(一)基础:通过简单HTTP请求和正则进行数据爬取解析

(一)基础:通过简单HTTP请求和正则进行数据爬取解析

  • 发送简单http请求

    package main                                                                                                                                        
    import (                                                                               
    	"fmt"                                                                             
    	"io/ioutil"                                                                       
    	"net/http"                                                                        
    )       
    
    func main() {                                                                     
    	url := "https://www.kuaidaili.com/free/"                                     
    	//新建一个默认的http客户端                                                       
    	client := http.DefaultClient                                                 
    	req, _ := http.NewRequest("GET", url, nil)                                   
    	//设置user-agent                                                               
    	req.Header.Set("User-Agent", "Mozilla/5.0 (Windows NT 10.0; Win64; x64) AppleWebKit/537.36 (KHTML, like Gecko) Chrome/94.0.4606.81 Safari/537.36")
    	req.Close = true                                                             
    	//发送请求,获取响应                                                           
        resp, _ := client.Do(req)                                                                                                                          
    	if resp.StatusCode!=200{                                                     
    		fmt.Println("Http status code:", resp.StatusCode)                         
    		return                                                                  
    	}                                                                                                                                                  
    	defer resp.Body.Close()                                                      
    	byteList,_:=ioutil.ReadAll(resp.Body)                                         
    	frameHtml:=string(byteList)      
        
    	fmt.Println(frameHtml)
        //然后就可以用正则提取需要的内容了
    }                                                                                                                                                     
    
  • 如何使用代理ip发送请求

    在进行爬虫时,我们通常不会使用自己的IP,毕竟还不想吃国家饭哈哈,而且一些网站有IP限制会需要多个IP换着使用,这个时候就需要使用IP代理了。

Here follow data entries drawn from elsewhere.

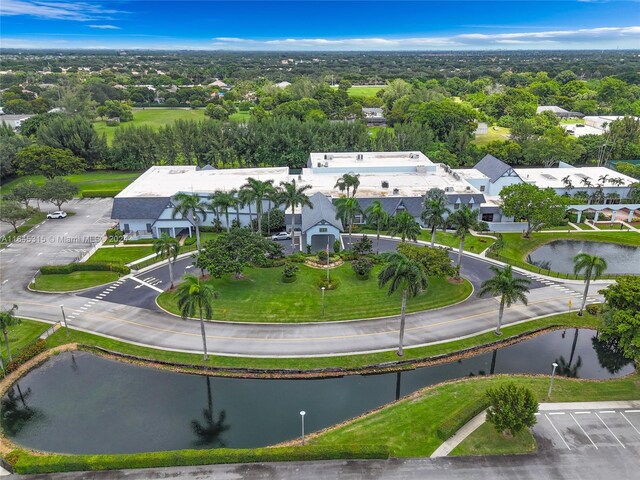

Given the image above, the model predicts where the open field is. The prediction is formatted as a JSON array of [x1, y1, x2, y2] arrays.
[[473, 126, 511, 145], [0, 170, 140, 195], [158, 264, 471, 323]]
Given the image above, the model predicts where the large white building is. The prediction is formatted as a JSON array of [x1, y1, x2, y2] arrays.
[[112, 152, 635, 248]]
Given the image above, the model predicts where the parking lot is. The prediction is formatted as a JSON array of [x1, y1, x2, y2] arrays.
[[533, 408, 640, 455]]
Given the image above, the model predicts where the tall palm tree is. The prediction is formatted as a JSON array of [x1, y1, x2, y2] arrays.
[[280, 179, 313, 248], [478, 265, 530, 335], [175, 274, 218, 361], [449, 205, 478, 270], [171, 192, 208, 250], [364, 200, 389, 253], [336, 197, 362, 248], [389, 210, 420, 243], [242, 177, 273, 234], [209, 190, 238, 232], [573, 252, 607, 316], [420, 197, 451, 248], [378, 253, 427, 357], [153, 233, 180, 288], [0, 304, 22, 362]]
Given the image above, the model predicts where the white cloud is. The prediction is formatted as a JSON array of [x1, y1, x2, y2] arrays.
[[0, 0, 123, 22], [87, 25, 121, 30]]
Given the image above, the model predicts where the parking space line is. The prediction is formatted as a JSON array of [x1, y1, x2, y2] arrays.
[[569, 413, 598, 450], [544, 413, 571, 450], [596, 412, 627, 448], [620, 412, 640, 434]]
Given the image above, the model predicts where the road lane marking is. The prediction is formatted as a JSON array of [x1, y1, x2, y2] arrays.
[[544, 413, 571, 450], [596, 412, 627, 449], [569, 414, 598, 450]]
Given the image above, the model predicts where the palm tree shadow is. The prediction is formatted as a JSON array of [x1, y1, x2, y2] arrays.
[[191, 377, 231, 448]]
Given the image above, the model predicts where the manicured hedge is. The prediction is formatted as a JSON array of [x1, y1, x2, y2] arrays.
[[5, 445, 389, 474], [82, 188, 122, 198], [436, 397, 489, 441], [40, 262, 131, 275]]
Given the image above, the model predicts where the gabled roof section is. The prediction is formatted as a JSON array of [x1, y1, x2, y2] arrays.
[[473, 155, 513, 183], [111, 197, 171, 220], [302, 192, 343, 232]]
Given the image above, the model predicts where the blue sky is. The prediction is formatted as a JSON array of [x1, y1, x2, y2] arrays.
[[0, 0, 640, 51]]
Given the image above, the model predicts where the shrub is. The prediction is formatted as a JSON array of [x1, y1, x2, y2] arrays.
[[5, 340, 47, 373], [585, 305, 602, 315]]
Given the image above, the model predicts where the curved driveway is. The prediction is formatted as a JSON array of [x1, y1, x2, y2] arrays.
[[0, 222, 598, 357]]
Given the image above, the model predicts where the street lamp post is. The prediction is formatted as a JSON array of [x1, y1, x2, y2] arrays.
[[547, 362, 558, 399], [60, 305, 69, 337]]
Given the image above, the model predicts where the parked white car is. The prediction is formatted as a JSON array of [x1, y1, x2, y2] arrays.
[[271, 232, 291, 240], [47, 210, 67, 218]]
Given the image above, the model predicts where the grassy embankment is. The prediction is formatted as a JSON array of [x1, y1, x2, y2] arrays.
[[158, 264, 471, 323]]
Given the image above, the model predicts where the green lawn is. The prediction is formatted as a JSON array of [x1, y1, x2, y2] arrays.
[[32, 272, 119, 292], [0, 319, 50, 361], [449, 422, 536, 457], [87, 246, 153, 265], [309, 373, 640, 457], [0, 212, 47, 248], [93, 108, 205, 144], [473, 126, 511, 145], [158, 264, 471, 323], [347, 85, 387, 97], [0, 170, 140, 195]]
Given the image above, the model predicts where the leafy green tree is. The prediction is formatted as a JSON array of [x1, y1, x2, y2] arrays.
[[478, 265, 531, 335], [449, 205, 478, 270], [389, 210, 421, 243], [573, 252, 607, 316], [486, 382, 538, 436], [500, 183, 567, 238], [600, 275, 640, 361], [378, 253, 428, 357], [16, 145, 87, 179], [153, 233, 180, 288], [175, 274, 218, 362], [0, 304, 22, 361], [335, 197, 362, 248], [39, 177, 78, 210], [364, 200, 389, 253], [420, 188, 451, 248], [171, 192, 208, 250], [0, 200, 31, 234], [280, 179, 313, 248]]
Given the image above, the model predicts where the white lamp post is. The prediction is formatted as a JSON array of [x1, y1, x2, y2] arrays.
[[300, 410, 307, 445], [547, 362, 558, 398]]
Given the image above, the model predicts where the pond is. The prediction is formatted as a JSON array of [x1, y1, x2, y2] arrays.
[[527, 240, 640, 274], [2, 329, 634, 454]]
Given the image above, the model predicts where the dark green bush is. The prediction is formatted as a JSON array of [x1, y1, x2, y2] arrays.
[[5, 445, 389, 474], [40, 262, 131, 275], [5, 340, 47, 373]]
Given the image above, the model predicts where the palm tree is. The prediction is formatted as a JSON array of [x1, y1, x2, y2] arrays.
[[378, 253, 427, 357], [449, 205, 478, 270], [242, 177, 273, 234], [175, 274, 218, 361], [336, 197, 362, 248], [209, 190, 238, 232], [573, 252, 607, 316], [420, 197, 451, 248], [153, 233, 180, 288], [171, 192, 208, 250], [478, 265, 530, 335], [0, 304, 22, 368], [389, 210, 420, 243], [364, 200, 389, 253], [280, 179, 313, 248]]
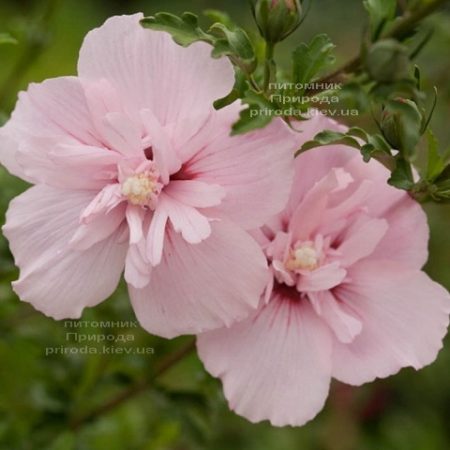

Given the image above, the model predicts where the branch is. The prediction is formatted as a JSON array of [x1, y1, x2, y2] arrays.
[[69, 340, 195, 431], [308, 0, 448, 94]]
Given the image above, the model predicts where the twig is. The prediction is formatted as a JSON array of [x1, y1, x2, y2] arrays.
[[69, 340, 195, 431], [308, 0, 448, 94]]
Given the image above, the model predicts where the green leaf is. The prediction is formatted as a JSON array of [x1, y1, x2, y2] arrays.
[[295, 130, 361, 156], [203, 9, 234, 28], [292, 34, 335, 90], [426, 130, 446, 181], [141, 12, 213, 47], [208, 23, 256, 73], [231, 90, 275, 136], [0, 33, 17, 45], [388, 158, 414, 191], [421, 86, 437, 134], [363, 0, 397, 40], [214, 68, 249, 109]]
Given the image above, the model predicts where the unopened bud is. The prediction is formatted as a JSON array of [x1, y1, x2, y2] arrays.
[[366, 39, 410, 83], [381, 98, 423, 156], [252, 0, 302, 44]]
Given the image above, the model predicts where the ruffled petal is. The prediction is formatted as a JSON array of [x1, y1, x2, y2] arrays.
[[197, 295, 331, 426], [333, 260, 450, 385], [3, 186, 127, 319], [186, 120, 296, 229], [130, 222, 267, 338], [78, 14, 234, 126]]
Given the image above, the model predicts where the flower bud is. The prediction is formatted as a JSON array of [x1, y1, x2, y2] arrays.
[[366, 39, 410, 83], [381, 98, 423, 160], [252, 0, 302, 44]]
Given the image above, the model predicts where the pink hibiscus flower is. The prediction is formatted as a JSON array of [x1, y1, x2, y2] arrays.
[[197, 114, 450, 426], [0, 14, 295, 337]]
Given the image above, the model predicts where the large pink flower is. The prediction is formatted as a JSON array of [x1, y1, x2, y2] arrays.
[[197, 114, 450, 426], [0, 14, 295, 337]]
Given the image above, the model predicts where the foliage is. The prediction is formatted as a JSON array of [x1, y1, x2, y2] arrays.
[[0, 0, 450, 450]]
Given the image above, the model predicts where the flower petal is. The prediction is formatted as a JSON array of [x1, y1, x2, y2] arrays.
[[3, 186, 126, 319], [164, 180, 226, 208], [78, 14, 234, 126], [197, 295, 331, 426], [308, 291, 362, 344], [187, 120, 295, 229], [297, 262, 347, 292], [130, 222, 267, 337], [333, 260, 450, 385]]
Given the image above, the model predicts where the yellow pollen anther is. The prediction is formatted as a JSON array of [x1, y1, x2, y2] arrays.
[[122, 172, 160, 206], [285, 244, 320, 270]]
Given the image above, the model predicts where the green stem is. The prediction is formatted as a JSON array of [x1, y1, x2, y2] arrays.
[[263, 42, 275, 93], [69, 340, 195, 431]]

    	IP:="http://163.XXX.XXX.XXX:9999"	
    	url,_:=url.Parse(IP)
    	client:=&http.Client{
    		Transport:&http.Transport{
    			Proxy:http.ProxyURL(url),
    		},
    	}
    
  • 常用的User-Agent

    User-Agent又叫用户代理,在请求头中,提供你使用的浏览器的信息。由四部分组成:【Mozilla/5.0】【操作系统版本】【引擎版本】【浏览器版本】,为什么大家都使用Mozilla/5.0呢,这要从很久很久说起…当一个小趣闻吧https://www.zhihu.com/question/19553117。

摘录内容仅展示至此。